The alleged improprieties allowed Cablevision to overstate expenses in earlier fiscal periods and understate expenses in later periods. As a result, the company had to restate its financial statements from 2000 through the first nine months of 2003.

In addition, the SEC claimed that from at least 2000 through late 2003, Cablevision improperly recognized payments, known as launch and marketing support, from television program vendors for advertising and marketing campaigns to attract viewers.

Cablevision lacked “sufficiently robust” internal controls to prevent the errors, according to the SEC. The company delegated to its individual business units the authority to incur expenses and authorize payments. A centralized accounting department recorded expenses in Cablevision’s books and records and issued checks but had little direct knowledge of certain actions at the business-unit level.

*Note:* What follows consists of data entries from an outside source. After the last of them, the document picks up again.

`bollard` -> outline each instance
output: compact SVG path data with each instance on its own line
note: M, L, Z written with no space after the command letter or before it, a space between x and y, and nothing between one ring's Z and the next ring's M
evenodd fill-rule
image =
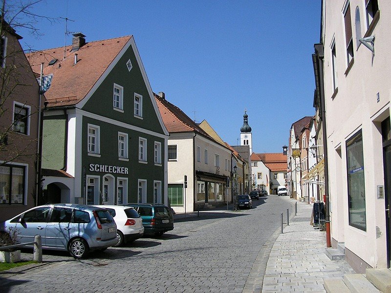
M42 239L40 235L36 235L34 237L34 260L39 263L42 262Z

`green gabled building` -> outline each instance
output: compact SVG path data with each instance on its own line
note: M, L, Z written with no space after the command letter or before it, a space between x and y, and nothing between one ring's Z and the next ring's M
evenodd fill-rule
M38 204L167 204L167 131L132 36L27 54L53 74Z

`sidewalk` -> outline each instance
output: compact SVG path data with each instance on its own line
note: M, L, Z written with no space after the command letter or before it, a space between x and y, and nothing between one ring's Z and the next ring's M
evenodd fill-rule
M342 279L345 274L354 272L345 261L331 261L326 256L326 232L309 224L312 205L298 201L297 209L297 215L293 213L289 226L284 227L283 234L273 246L263 278L263 293L324 293L325 279Z

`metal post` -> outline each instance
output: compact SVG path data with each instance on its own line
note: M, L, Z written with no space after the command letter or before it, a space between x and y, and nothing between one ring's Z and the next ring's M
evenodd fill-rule
M286 209L286 223L289 226L289 209Z
M34 260L39 263L42 262L42 240L40 235L36 235L34 237Z

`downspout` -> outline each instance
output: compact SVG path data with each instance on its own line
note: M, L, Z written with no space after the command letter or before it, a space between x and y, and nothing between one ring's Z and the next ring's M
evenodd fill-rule
M194 132L194 136L193 137L193 210L194 210L194 207L196 206L196 187L197 186L196 182L196 136L197 135L196 132ZM197 206L197 210L199 210L199 209Z
M321 113L322 113L322 124L323 128L323 151L325 160L325 194L326 195L326 243L327 247L331 247L331 230L330 227L330 197L328 193L328 160L327 158L327 133L326 127L326 109L325 101L325 84L323 77L323 64L324 62L324 52L322 43L314 45L317 60L318 73L319 79L319 91L320 92Z

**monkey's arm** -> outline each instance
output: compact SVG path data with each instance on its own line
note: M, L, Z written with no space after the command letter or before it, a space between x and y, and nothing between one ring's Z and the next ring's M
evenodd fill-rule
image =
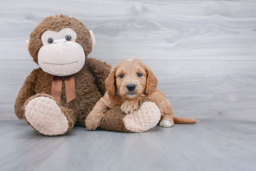
M105 80L108 76L111 66L107 64L105 62L93 58L87 59L86 63L85 65L95 78L100 90L102 95L104 95L106 91L105 87Z
M24 103L30 97L35 94L35 88L38 76L38 69L34 69L26 79L15 102L15 114L20 119L24 119L24 111L22 109Z

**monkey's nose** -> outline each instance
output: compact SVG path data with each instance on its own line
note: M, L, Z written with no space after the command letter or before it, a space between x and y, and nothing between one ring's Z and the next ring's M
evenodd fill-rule
M66 41L66 39L60 39L56 40L53 41L54 43L60 43L61 42L65 42Z
M129 91L134 91L136 88L136 86L135 84L129 84L127 85L127 89Z

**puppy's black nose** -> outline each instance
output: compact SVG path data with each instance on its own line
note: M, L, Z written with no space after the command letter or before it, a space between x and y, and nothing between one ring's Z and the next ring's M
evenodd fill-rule
M135 84L130 84L127 85L127 89L129 91L133 91L135 90L136 88Z

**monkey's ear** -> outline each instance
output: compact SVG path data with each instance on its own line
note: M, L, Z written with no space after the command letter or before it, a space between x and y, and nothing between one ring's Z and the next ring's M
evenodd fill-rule
M27 47L27 49L28 50L28 44L29 44L29 41L26 40L25 42L26 42L26 47Z
M90 34L91 35L91 39L92 39L92 48L95 45L96 40L95 40L95 37L94 37L93 32L92 30L90 30Z

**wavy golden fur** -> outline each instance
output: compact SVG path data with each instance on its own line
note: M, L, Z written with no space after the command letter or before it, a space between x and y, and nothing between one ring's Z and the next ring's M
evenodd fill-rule
M127 88L129 84L133 85L135 89L129 91ZM160 110L161 126L170 127L174 123L190 124L198 122L193 118L176 117L170 102L156 89L157 85L157 80L149 66L138 59L129 58L121 61L112 68L105 80L107 92L88 116L86 120L87 127L91 130L99 127L108 109L120 107L128 114L138 109L140 100L149 98L153 100ZM169 121L167 124L167 121Z

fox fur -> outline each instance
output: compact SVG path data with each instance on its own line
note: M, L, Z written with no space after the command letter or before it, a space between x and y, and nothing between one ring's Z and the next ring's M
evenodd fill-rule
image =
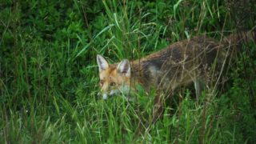
M177 87L194 83L198 98L202 90L200 81L206 79L207 70L212 69L213 64L219 70L230 50L241 42L255 41L255 38L254 32L231 34L220 42L196 36L174 42L141 59L124 59L114 64L109 64L102 56L97 55L100 94L104 99L118 93L128 95L130 91L136 91L136 83L146 91L156 89L159 93L155 96L153 114L158 117L164 102L160 91L170 93Z

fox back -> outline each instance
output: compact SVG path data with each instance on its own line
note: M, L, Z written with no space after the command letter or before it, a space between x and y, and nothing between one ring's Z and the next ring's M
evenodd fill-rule
M101 93L103 98L120 92L128 94L136 90L136 83L146 91L151 88L170 91L194 82L197 90L198 81L205 79L213 64L214 69L221 67L228 46L245 37L230 36L220 42L198 36L174 42L141 59L125 59L111 65L98 55Z

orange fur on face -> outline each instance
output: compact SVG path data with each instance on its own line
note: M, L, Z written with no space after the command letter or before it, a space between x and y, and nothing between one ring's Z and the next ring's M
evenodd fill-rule
M102 94L113 95L119 92L126 92L123 88L130 87L130 78L118 72L116 65L110 65L99 73L100 87Z

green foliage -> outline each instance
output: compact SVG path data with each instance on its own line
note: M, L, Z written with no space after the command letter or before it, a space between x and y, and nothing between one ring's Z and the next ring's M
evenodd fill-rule
M97 54L111 62L136 59L194 35L218 39L222 31L254 26L254 10L244 22L241 11L234 18L232 6L242 6L213 0L1 2L0 141L254 142L254 42L242 46L223 90L206 91L200 104L193 91L178 90L154 125L154 91L146 97L139 89L137 102L97 96ZM255 10L250 6L239 8Z

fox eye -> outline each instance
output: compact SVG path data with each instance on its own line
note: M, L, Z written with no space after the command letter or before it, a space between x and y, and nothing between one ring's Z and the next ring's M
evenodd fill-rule
M110 83L110 86L116 86L117 84L115 82L111 82Z
M99 85L100 85L101 86L102 86L103 84L104 84L104 81L103 81L103 80L100 80L100 81L99 81Z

Internal accounting procedures merely called for recognition of expenses and requests for payment of expenses to be reported to the accounting department on a standardized “authorization for payment” form, signed by the appropriate-level business-unit manager, with evidence of the expense, such as an invoice, attached, the SEC further explained. “These controls were not sufficient to prevent the manipulation of expense recognition that occurred,” it added.

As a result, “certain Cablevision employees and managers for years were able to defeat Cablevision’s internal accounting controls using methods that were neither particularly devious nor sophisticated,” the SEC asserted in its complaint.

For example, some employees submitted counterfeit invoices to Cablevision’s accounting department that were of noticeably poor quality, and were different in appearance from legitimate invoices, according to the SEC. It also noted that Cablevision employees asked vendors to submit false, vague, or misdated invoices for services not yet provided.

Also, Cablevision checks were sometimes sent to the business unit from which a counterfeit or false invoice originated, ostensibly for delivery to the vendor by an employee of the business unit, the SEC noted. “This deficient practice permitted the business unit to hold payment until the anticipated services were actually rendered,” the enforcement agency asserted.

Cablevision said in a statement, “We are pleased that this matter has been resolved to the satisfaction of the SEC and Cablevision, and that it is now behind us. We note that this issue was discovered and disclosed by Cablevision to the SEC nearly six years ago after an internal review by the company; that the company took prompt remedial action; and that we cooperated fully with the SEC throughout.”